Celebrating York Disability Pride 2017

York Disability Pride. Celebrating International day of disabled people and disability history month. Friday 1st, Sat 2nd & Sun 3rd Dec 2017. See here for further details – yiln.org.uk, or email admin@yiln.org.uk, or phone/sms 07951050153.

Disability Pride; A weekend of power and performance.

Join us over the weekend of 1st, 2nd and 3rd December 2017 to celebrate disability pride in York, with comedy, theatre, dance, music, spoken word and art. Download the poster and pdf flyer here.

Friday 1st December, 630-9pm – Disability Pride Cabaret, York St John, Temple Hall. Compered by comedian and activist Laurence Clark the evening presents a showcase of York’s disabled people’s artistic talent. See more here.

Saturday 2nd December, 11-4pm – What is Disability Pride? York Explore Central Library.  Beginning with a live video link to Urbino, Italy and the sharing of some short disability films with the Eleanor Worthington Prize, then followed by an afternoon of poetry, debate, doodles, zine making and more. With spoken word by Say Owt, including Jackie Hagan of ‘Some People Have too many legs’ and others. See more here.

Sunday 3rd December, 12-3pm – Pop up Disability Cinema. York Explore Central Library.   One disability feature film that is Tod Browning’s, 1932 ‘Freaks’ some film shorts, popcorn, all about disability and then a bit of a debate about what it all means. See more here.
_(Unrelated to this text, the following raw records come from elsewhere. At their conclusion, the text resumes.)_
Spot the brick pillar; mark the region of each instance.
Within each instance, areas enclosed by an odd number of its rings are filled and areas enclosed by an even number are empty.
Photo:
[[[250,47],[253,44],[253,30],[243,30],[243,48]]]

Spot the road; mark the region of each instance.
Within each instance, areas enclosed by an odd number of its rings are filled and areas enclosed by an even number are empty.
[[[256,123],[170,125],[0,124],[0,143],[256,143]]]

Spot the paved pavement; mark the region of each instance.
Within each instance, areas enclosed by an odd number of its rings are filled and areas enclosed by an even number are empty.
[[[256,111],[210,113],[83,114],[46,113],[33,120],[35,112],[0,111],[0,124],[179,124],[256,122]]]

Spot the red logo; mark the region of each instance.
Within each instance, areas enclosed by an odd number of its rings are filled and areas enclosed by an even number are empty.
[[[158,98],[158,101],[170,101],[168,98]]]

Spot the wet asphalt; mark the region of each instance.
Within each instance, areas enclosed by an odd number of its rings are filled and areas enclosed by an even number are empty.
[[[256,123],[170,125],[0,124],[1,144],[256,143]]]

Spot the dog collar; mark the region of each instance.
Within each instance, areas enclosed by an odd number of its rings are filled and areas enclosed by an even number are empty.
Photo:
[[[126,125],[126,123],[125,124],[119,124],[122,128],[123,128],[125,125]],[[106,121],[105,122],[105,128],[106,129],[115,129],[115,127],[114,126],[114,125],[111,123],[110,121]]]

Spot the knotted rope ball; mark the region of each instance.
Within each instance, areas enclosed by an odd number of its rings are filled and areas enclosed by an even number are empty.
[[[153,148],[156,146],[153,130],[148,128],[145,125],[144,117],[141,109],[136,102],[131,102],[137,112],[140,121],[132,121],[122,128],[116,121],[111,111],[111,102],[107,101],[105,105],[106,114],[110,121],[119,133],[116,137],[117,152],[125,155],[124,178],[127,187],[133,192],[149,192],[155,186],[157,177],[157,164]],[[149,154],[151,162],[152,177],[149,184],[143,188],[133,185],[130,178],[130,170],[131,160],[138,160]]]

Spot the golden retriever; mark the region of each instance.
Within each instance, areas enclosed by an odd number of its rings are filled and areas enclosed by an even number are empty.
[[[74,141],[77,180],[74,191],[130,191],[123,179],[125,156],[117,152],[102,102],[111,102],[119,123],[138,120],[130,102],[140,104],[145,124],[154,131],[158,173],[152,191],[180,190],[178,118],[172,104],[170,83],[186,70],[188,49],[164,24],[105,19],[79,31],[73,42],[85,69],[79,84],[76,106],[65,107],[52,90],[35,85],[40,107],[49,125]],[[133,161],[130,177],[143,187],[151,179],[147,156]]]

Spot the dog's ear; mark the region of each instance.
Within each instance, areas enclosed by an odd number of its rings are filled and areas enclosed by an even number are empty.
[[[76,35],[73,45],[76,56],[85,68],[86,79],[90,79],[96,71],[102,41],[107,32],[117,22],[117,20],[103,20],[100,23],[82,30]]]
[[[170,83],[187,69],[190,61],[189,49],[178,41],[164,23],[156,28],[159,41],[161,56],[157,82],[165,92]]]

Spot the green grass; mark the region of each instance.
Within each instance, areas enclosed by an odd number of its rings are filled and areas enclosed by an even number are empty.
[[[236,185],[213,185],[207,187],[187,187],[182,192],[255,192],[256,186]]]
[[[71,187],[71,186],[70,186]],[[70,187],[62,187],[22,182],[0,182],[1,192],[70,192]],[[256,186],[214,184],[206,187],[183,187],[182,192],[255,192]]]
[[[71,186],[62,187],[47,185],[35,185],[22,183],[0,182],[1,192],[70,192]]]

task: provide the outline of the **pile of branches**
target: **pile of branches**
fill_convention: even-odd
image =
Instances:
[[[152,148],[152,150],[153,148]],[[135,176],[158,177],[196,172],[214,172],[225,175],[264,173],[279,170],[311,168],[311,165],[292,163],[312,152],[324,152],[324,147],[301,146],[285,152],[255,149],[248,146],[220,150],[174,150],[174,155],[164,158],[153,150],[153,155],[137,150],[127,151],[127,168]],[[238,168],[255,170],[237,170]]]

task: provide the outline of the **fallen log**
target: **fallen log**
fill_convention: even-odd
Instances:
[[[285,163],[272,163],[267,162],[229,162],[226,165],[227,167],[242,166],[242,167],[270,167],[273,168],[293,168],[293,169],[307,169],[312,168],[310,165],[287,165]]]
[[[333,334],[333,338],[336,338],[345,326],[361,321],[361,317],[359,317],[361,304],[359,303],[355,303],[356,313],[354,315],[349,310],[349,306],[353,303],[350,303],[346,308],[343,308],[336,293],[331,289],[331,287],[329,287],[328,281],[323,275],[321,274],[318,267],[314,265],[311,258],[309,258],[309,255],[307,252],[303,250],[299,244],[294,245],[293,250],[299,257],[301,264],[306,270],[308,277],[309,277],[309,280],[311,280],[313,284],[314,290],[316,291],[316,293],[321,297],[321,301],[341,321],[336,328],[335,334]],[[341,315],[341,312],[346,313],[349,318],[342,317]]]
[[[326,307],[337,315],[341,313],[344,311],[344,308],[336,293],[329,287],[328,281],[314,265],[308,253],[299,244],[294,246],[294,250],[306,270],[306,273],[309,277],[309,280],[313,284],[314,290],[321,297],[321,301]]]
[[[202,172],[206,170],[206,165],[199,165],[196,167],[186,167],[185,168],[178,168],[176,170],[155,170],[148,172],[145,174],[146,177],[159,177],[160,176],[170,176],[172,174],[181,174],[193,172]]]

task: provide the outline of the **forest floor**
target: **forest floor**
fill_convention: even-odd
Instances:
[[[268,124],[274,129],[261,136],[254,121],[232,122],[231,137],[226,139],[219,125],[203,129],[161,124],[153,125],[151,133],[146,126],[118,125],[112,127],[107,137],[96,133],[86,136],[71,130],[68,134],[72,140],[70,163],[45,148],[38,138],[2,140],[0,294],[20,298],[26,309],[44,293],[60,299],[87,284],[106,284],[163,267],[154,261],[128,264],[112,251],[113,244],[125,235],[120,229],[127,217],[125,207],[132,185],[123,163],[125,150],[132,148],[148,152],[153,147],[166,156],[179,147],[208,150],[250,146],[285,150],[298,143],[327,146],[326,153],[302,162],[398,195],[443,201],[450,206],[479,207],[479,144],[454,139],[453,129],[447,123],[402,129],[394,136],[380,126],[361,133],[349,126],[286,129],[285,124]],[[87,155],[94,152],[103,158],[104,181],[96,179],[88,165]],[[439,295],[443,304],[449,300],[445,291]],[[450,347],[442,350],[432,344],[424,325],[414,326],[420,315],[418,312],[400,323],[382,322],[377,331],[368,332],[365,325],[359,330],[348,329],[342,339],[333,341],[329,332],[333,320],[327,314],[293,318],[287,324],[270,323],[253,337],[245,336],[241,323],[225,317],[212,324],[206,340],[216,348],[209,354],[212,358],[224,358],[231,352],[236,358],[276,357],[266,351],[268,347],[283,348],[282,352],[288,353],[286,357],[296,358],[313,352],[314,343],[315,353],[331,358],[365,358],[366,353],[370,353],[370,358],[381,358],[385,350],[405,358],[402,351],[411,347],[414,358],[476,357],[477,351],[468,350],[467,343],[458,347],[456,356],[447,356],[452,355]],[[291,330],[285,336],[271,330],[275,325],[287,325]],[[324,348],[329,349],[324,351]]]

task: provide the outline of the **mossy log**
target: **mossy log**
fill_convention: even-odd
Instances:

All events are free and will include BSL interpreting. We plan for an inclusive event, but please do let us know if you need us to do anything to facilitate access.

For more information email admin@yiln.org.uk, or phone/sms/whatsapp Stephen 07951050153.

Organised by York Independent Living Network, York Human Rights City and Explore York, supported by York St John University and funded by the York Committee at JRF.

What is disability pride?

Disability pride is about being loud, proud and out there on the issue of disability, impairment, health conditions and all those connected to it.  It recognises both the barriers, discrimination and exclusions disabled people face in their everyday lives as well as leadership and valid contribution we make each day, every day to our communities and societies.  Disability pride actively challenges ideas of ‘normal’ and celebrates the inevitable diversity of the body and mind. Disability Pride is ultimately about disabled people* expressing themselves, telling their stories, reclaiming their histories in ways that connect to a broader global drive for rights and respect.  But this is not just for disabled people, it’s for everybody in the hope of an inclusive and fair world for all.

History and Human Rights

November and December include both disability history month (22/11 to 22/12) and the international day of disabled people (3/12).  UK Disability History Month (UKDHM) is an annual event, running since 2010, that works to create a platform for focus on the history of disabled peoples struggle for equality and human rights. This years theme looks at Disability and Art. See http://ukdhm.org/ for further details.  International Day of Disabled People is a day observed by the United Nations.  This started in 1992, by United Nations General Assembly resolution (47/3). Its aim is to promote an understanding of disability issues and mobilize support for the dignity, rights and well-being of disabled people. It also seeks to increase awareness of gains to be derived from the integration of disabled people in every aspect of political, social, economic and cultural life. This years theme is the ‘transformation towards sustainable and resilient society for all’.  See https://www.un.org/development/desa/disabilities/international-day-of-persons-with-disabilities-3-december.html for more details.

Get in touch

If you are thinking of hosting an event, want to find out more or have other questions do get in touch with Stephen on 07951050153 or admin@yiln.org.uk

*Just in case your wondering, by disabled people we refer to the social model and include a broad range of issues, i.e. mental health, learning difficulties, physical, sensory and other impairments, chronic illness and other health related issues. By informal carers we refer to friends or family members that provide an unpaid caring/support role. By allies we mean anyone who is committed to achieving disability equality and inclusion and recognises the everyday struggle disabled people face.